Enchytraeids(potworms) sure sign that the Ph is too low.
View attachment 4695016
thanks. i didn't see those pot worms. I thought I was adding pretty good stuff. I added egg shells that I grilled in dry pan and crushed and ground. i added greensand sometimes. tried shredded paper on top and sometimes carboard to cover. do you mean shredded cardboard? i added lots of nice veggie scraps, strawberries, beet shreds from juicer. no onion no garlic no citris. idk why but they just weren't happy. maybe it was too much soil but i don't get that. worms live in soil. many instructions say just start with mostly paper but i didn't do that. i put a light above to scare them down but it didn't work. maybe i'll try clear bins? no drain holes so they can't crawl out? put them in a cooler place that gets down to 50 in winter? but i don't want to attract mice that maybe would eat worms.
 

Deadhead13

Well-Known Member
I got my 2nd bin made but didn’t find a single worm in the wild.
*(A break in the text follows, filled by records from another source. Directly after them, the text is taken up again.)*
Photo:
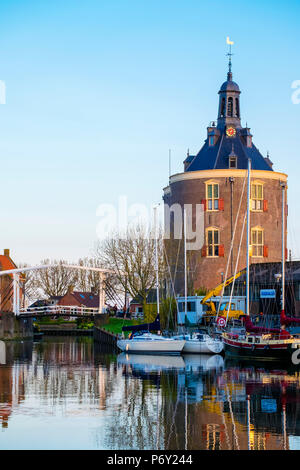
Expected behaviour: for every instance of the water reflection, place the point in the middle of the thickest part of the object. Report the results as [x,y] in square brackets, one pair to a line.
[66,393]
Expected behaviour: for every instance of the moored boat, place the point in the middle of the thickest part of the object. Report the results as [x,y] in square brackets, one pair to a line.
[201,343]
[149,343]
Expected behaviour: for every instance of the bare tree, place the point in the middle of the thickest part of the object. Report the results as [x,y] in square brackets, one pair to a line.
[132,256]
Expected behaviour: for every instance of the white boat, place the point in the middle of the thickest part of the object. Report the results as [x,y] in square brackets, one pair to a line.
[149,343]
[150,363]
[201,343]
[202,362]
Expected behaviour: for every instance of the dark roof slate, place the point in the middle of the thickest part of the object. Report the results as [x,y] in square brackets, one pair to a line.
[217,156]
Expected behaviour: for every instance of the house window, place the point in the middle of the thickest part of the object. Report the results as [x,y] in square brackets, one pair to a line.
[232,162]
[212,196]
[223,107]
[257,242]
[257,196]
[237,107]
[213,242]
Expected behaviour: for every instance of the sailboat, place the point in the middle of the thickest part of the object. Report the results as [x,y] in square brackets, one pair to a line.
[141,339]
[259,342]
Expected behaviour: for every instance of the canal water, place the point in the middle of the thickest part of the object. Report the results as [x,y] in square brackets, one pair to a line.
[67,393]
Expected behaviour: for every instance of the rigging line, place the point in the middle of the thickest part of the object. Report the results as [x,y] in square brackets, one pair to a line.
[231,245]
[170,274]
[236,265]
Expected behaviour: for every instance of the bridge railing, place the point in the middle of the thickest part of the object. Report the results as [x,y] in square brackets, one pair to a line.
[59,310]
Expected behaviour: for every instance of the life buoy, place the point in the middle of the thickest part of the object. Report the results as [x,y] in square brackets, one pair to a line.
[221,322]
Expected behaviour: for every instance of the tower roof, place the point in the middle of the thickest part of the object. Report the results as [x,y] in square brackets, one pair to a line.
[229,85]
[217,156]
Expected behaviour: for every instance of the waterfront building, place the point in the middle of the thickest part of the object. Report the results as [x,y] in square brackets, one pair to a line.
[215,177]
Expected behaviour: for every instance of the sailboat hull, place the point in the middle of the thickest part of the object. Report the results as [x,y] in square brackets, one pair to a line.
[203,347]
[278,351]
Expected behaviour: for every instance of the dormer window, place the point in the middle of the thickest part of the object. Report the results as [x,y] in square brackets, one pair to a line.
[232,162]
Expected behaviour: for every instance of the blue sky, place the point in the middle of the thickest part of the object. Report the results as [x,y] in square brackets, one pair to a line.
[97,92]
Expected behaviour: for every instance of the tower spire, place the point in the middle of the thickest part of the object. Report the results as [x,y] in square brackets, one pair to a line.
[230,54]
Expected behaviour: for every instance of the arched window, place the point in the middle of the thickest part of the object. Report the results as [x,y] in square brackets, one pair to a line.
[230,107]
[237,107]
[257,196]
[212,196]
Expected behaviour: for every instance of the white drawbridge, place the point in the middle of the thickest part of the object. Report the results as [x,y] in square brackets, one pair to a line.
[16,279]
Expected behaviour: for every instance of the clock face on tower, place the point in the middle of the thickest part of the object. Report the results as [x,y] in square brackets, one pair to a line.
[231,132]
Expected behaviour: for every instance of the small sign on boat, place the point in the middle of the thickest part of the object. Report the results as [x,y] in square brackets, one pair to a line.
[267,294]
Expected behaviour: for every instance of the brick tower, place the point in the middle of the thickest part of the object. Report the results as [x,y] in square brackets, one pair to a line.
[215,177]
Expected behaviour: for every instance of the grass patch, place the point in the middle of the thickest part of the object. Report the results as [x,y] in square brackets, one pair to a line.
[49,321]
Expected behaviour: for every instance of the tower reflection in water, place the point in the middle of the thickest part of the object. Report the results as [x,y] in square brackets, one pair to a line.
[149,402]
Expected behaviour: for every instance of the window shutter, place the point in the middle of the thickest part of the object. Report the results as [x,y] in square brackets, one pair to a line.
[221,250]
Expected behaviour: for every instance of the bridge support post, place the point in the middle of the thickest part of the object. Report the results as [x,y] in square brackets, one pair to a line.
[101,292]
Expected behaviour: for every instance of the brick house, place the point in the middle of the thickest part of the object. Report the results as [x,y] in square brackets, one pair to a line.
[79,299]
[215,178]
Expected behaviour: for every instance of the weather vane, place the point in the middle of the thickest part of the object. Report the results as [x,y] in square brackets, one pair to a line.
[229,53]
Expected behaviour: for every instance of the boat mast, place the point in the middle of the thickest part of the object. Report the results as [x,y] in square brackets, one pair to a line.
[185,271]
[283,249]
[248,238]
[156,259]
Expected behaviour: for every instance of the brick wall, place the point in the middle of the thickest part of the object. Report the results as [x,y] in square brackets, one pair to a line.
[207,271]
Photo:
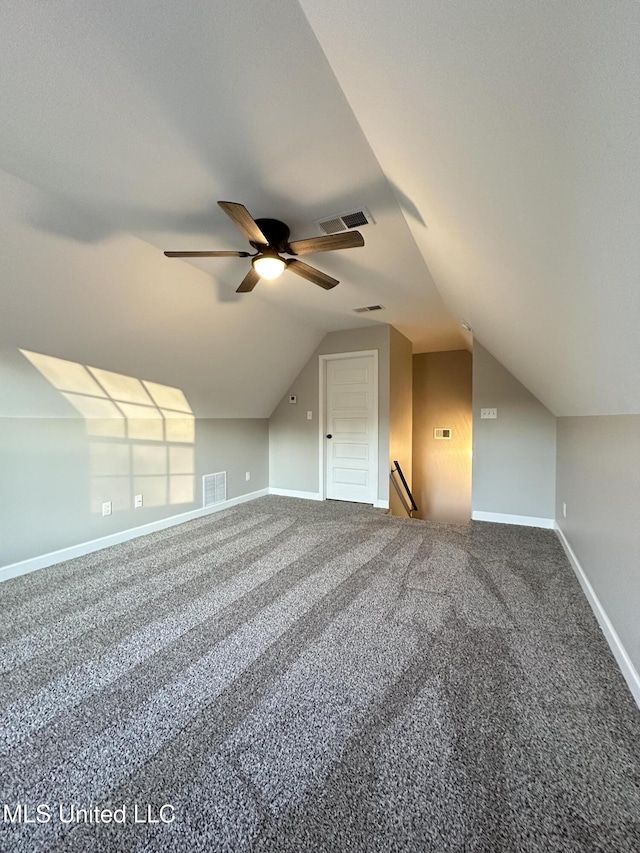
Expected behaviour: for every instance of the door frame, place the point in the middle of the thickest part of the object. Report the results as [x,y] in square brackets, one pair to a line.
[322,374]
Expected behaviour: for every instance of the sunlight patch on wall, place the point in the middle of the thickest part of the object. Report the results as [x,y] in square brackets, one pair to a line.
[141,433]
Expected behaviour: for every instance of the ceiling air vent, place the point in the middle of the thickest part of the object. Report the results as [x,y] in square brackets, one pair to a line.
[369,308]
[345,221]
[214,488]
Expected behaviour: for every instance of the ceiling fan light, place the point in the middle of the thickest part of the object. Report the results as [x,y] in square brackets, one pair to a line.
[269,266]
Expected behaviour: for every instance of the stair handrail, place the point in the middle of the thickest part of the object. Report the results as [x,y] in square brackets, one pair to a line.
[413,507]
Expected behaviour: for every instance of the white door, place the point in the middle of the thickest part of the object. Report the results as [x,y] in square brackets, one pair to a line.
[351,429]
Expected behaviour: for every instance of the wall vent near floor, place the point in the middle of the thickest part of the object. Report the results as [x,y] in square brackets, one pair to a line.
[442,432]
[369,308]
[214,488]
[345,221]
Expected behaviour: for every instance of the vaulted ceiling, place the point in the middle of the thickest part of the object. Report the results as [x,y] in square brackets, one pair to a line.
[495,145]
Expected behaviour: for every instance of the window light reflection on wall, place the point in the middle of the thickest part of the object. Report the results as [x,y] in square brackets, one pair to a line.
[141,433]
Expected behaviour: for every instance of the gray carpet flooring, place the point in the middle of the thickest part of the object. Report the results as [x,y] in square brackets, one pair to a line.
[293,676]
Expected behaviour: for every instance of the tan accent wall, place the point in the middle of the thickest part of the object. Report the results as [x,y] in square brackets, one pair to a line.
[442,467]
[400,411]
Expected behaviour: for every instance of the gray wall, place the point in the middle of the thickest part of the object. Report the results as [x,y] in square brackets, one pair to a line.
[514,457]
[400,411]
[56,474]
[442,468]
[294,440]
[598,465]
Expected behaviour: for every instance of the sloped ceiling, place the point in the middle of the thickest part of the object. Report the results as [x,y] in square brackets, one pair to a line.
[130,120]
[513,129]
[494,143]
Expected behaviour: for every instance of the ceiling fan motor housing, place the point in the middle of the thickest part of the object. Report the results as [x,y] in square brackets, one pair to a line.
[276,232]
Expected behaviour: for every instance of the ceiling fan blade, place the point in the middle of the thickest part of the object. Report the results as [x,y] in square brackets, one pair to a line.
[348,240]
[312,274]
[207,254]
[245,222]
[249,282]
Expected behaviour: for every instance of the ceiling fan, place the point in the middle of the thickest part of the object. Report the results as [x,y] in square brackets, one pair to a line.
[270,239]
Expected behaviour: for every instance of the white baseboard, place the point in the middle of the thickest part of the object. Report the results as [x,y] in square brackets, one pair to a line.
[292,493]
[25,566]
[522,520]
[619,652]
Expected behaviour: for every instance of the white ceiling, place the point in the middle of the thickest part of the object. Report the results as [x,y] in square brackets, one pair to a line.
[494,143]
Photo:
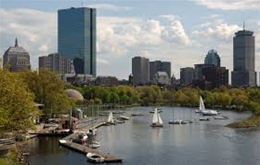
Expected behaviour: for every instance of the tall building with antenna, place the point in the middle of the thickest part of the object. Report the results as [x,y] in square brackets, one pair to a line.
[77,38]
[244,59]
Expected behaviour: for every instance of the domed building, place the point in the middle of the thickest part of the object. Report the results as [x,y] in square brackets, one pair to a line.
[212,58]
[74,94]
[17,57]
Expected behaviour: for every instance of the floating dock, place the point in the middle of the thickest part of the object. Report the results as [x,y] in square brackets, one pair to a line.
[84,150]
[67,142]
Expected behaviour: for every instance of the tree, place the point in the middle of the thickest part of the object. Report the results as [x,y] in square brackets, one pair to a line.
[17,106]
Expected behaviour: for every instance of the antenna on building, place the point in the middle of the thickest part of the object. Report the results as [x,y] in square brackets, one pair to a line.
[16,43]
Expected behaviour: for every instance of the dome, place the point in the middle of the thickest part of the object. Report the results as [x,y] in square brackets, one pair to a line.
[72,93]
[18,57]
[16,50]
[212,58]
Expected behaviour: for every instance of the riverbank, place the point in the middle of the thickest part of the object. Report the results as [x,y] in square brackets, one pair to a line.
[251,122]
[10,158]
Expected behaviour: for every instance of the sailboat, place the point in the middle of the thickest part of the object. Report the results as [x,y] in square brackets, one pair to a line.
[203,110]
[201,106]
[110,120]
[157,121]
[176,121]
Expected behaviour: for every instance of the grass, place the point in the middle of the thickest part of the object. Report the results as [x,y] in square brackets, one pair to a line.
[10,158]
[251,122]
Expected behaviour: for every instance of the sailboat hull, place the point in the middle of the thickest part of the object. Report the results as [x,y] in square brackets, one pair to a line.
[156,125]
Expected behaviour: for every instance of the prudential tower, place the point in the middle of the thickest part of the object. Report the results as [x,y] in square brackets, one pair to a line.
[244,59]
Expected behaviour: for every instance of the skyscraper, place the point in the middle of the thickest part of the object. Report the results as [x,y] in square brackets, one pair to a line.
[159,66]
[212,58]
[140,70]
[56,63]
[77,38]
[244,59]
[187,75]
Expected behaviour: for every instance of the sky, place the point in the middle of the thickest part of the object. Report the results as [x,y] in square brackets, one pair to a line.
[179,31]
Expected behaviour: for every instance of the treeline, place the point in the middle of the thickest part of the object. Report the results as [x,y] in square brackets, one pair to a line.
[241,99]
[22,92]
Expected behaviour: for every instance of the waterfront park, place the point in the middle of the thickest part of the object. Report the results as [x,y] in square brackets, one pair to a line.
[29,99]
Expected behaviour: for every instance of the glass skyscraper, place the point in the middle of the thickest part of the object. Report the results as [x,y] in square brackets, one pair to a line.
[244,59]
[77,38]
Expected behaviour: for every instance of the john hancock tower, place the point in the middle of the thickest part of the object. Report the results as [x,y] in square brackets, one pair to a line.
[77,38]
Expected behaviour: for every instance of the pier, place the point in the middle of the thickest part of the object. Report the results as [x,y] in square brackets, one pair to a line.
[85,126]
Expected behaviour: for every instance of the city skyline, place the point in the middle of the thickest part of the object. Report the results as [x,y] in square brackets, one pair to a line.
[180,32]
[77,38]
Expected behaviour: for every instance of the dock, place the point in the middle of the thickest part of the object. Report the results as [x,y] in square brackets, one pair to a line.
[84,150]
[67,142]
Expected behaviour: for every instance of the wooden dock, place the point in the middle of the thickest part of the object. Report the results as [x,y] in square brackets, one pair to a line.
[84,149]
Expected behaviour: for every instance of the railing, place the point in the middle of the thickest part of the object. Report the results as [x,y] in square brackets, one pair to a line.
[7,141]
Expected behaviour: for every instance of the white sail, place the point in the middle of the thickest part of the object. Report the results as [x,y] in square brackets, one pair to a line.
[110,118]
[202,106]
[160,119]
[155,116]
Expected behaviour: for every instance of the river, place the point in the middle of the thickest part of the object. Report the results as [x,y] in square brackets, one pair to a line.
[199,143]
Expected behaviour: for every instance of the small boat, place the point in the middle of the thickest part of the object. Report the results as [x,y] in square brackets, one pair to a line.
[62,141]
[220,117]
[201,106]
[177,121]
[137,114]
[158,111]
[123,117]
[94,144]
[157,121]
[119,121]
[110,120]
[95,158]
[204,119]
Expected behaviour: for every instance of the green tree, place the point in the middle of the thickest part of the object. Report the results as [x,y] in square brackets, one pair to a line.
[17,106]
[48,89]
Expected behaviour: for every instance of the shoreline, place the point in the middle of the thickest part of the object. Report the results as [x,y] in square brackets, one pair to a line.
[251,122]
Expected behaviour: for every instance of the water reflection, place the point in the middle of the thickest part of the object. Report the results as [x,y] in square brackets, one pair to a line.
[137,143]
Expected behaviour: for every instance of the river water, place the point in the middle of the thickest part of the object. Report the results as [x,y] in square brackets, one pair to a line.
[199,143]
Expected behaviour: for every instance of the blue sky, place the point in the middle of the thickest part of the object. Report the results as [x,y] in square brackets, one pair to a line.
[178,31]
I’ve got the bedding in and will buy some wigglers next week from the local bait shop.
 

GreenestBasterd

Well-Known Member
I use a small 3 bin method and two tower style worm farms that are done over a year.

Mainly fed yard clippings, kitchen scraps, chicken manure and anything else they’d eat and about every 2 weeks a handful of kelp, neem, barley and rock dusts.( occasionally some manure if I see it for sale on the side of the road). I also add the slurry from the compost tea brewer bag.

Each summer I have a good 3/4 to a full bin of it use and two full trays from the towers.

I don’t produce huge amounts but the quality is way better than anything I have managed to buy.